Technically, I considered myself “The Outsider”. On the fringe. Able to see both sides of the fence.
But I was new. I had the advantage of getting all my freshman dorkiness out of the way somewhere else… So by association and by default, I became one of the “cool kids” (By most people’s perspective). I related to the jocks, brainiacs, the beauty queens, I hung out with the musicians… I had it going on, baby. :0)
It was all an illusion. A combination of self-esteem and perception.
To the fat chick with glasses in the back, or the skinny nerdy kid with the bad acne, the “cool kids” seemed an elite, snobby pack that were unnaproachable. It was in their insecure minds that they can never be “one of them”. The “nerds” simply had a preconceived notion that they “weren’t good enough”.

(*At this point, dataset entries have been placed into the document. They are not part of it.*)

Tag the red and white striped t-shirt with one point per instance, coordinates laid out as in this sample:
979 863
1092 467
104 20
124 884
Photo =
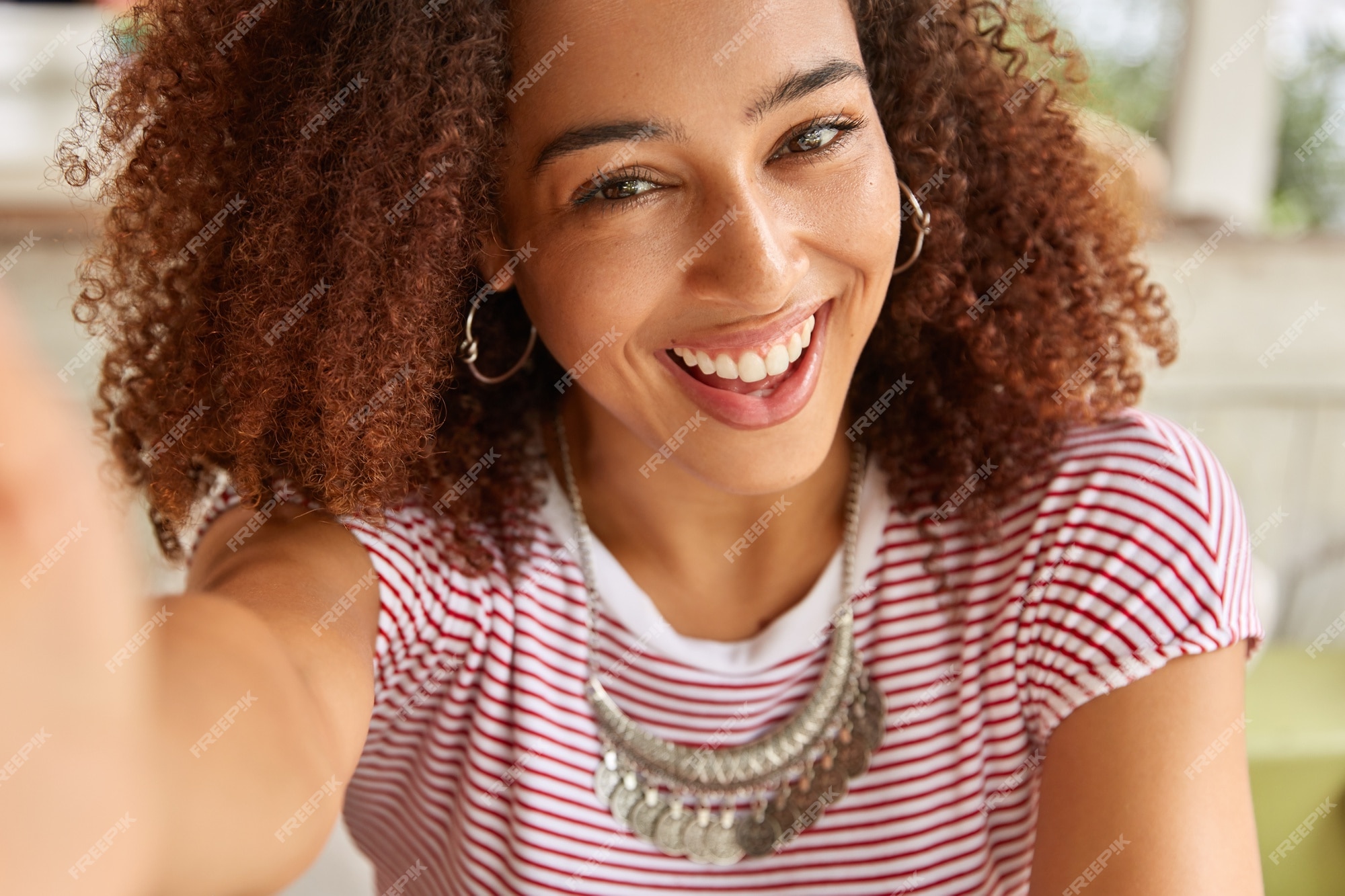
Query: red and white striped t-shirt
482 747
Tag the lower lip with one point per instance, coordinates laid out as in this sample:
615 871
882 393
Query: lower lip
748 412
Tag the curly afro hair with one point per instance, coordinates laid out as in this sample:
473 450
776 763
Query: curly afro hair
297 192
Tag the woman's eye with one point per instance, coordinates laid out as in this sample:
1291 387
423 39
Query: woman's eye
814 138
625 189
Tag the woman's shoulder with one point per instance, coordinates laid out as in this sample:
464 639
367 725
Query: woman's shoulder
1152 478
1139 555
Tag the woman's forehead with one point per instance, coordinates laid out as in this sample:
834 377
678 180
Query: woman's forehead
580 63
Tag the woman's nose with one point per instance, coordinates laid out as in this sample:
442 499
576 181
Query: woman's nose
748 255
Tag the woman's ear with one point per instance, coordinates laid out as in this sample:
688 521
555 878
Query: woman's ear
494 263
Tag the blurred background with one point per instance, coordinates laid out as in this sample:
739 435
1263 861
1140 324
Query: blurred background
1229 119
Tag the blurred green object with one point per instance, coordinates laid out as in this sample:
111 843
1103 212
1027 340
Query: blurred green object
1296 744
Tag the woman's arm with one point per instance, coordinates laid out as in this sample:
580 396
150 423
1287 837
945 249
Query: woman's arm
171 767
1125 806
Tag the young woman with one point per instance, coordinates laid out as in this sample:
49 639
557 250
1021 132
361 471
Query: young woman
622 447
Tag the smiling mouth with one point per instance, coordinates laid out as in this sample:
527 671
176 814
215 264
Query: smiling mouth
755 372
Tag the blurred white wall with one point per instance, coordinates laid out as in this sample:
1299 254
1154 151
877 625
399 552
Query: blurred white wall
1226 115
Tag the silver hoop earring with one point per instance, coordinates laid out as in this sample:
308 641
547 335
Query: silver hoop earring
922 222
471 348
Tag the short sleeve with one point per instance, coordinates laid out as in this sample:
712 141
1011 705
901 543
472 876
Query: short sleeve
1151 560
431 611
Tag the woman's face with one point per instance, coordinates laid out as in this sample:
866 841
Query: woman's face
709 205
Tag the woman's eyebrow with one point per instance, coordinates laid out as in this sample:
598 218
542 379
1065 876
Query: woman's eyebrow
580 139
792 88
801 84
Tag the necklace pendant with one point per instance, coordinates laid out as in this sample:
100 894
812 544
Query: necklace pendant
723 841
606 779
646 814
759 831
670 829
625 798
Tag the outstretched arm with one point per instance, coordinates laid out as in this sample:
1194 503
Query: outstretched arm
1130 799
215 756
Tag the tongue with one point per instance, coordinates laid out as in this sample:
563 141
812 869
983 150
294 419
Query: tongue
738 385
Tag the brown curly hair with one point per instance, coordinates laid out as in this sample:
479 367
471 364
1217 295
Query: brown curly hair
272 310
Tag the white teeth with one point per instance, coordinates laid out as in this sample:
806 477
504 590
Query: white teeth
751 368
726 366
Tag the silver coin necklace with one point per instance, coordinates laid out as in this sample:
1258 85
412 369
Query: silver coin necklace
687 801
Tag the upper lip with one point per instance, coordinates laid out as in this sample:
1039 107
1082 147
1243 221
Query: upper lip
765 334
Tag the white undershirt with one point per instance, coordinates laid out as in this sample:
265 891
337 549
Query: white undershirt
786 637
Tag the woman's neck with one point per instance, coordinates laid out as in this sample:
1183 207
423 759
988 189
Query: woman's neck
670 530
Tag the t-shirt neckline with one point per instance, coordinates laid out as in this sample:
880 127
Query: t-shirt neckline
800 630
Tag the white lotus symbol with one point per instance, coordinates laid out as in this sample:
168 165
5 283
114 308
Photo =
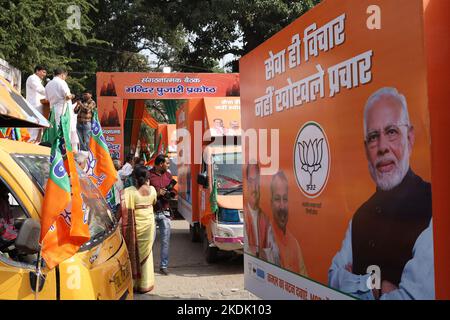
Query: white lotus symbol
311 154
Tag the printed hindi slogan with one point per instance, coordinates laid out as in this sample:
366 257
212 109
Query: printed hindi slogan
348 74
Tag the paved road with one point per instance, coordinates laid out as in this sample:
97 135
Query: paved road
191 277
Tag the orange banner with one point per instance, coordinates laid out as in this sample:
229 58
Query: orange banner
111 118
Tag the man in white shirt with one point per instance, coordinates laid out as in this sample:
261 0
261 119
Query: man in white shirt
35 92
58 92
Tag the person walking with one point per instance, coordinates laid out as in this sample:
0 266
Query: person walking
35 92
85 110
160 178
138 228
57 92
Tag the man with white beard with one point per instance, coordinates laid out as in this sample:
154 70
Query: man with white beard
391 233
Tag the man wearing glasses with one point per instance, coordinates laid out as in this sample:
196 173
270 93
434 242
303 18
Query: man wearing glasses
392 231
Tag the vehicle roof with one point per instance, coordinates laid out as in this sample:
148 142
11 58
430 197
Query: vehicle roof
10 146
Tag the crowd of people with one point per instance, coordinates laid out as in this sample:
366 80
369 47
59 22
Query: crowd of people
144 192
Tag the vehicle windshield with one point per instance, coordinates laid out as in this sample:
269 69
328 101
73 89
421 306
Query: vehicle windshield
101 221
227 170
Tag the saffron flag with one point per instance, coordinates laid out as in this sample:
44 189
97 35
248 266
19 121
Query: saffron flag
101 168
64 225
213 203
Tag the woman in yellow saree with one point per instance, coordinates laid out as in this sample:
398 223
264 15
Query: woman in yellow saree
138 228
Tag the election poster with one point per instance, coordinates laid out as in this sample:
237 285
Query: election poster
338 174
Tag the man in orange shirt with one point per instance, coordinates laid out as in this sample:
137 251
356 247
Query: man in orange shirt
279 238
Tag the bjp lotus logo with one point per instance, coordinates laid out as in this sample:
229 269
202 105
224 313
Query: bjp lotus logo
311 154
311 159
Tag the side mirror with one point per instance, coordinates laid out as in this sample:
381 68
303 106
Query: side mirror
202 179
27 241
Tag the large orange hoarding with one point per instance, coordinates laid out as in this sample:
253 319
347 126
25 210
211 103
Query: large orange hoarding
348 211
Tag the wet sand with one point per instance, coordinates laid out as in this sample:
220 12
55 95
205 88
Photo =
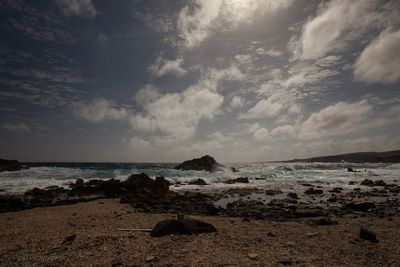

They never even tried to approach them. They pre-judged the “cool kids” as snobs, and decided they would never be accepted.
Me? I had no problem talking to “the cool kids”. The cool kids were always nice to me. I also realized that they are just as dorky, and goofy, and had the same problems and insecurities as everyone else.
The difference was social ability, and “the cool kids” were better at concealing their dorkiness.
The “cool kids” also didn’t consider themselves “the cool kids”, or part of some “elite group”. They were popular because they made everyone around them feel good about themselves. They were interesting. They found you interesting. They were active in school, and their names were all over the place.
The “nerds” had such low self-esteem that they billed themselves “nerds” before anyone else did. The walls around them, that kept them from moving about, were built by their own hands. Whatever problems they had were “somebody else’s fault”. (Most likely, the cool kids supposedly “oppressing” them.)
The scorn you see toward the “more popular” bloggers today is a direct reflection of that illusion.
The “popular” people reach out and socialize. The “unpopular” people stay in their little shell, afraid to take a chance.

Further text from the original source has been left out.